Who: Nicolas Bouliane, a software engineer turned independent publisher based in Berlin, Germany, who has run All About Berlin since September 2017 and has been doing so full-time since 2020.

What: Bouliane reported on May 26, 2026, that All About Berlin has lost 70% of its search traffic to Google AI Overviews. The feature generates answers directly on the search results page using content from sites like All About Berlin, reducing the incentive for users to click through to the source. Bouliane described the loss as financially threatening and warned that he may need another source of income.

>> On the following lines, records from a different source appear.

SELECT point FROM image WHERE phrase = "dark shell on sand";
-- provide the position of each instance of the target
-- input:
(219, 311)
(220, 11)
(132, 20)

He also noted that Google had recently announced AI-generated answers would replace search results entirely, and that those answers would carry advertising.

When: The post was published on May 26, 2026. The traffic decline began at the inflection point when Google expanded AI Overviews to more than 100 countries in October 2024.

Where: All About Berlin is an English-language website serving immigrants in Berlin, Germany. The search traffic loss is a consequence of changes to Google's global search results pages.

Why: AI Overviews extract information from specialized websites and present it on the search results page, eliminating the click-through visit that previously generated revenue for content creators. For a site like All About Berlin - which produces detailed, regularly maintained guides on immigration bureaucracy funded by search-driven traffic - the structural change undermines the economic model that makes the work sustainable.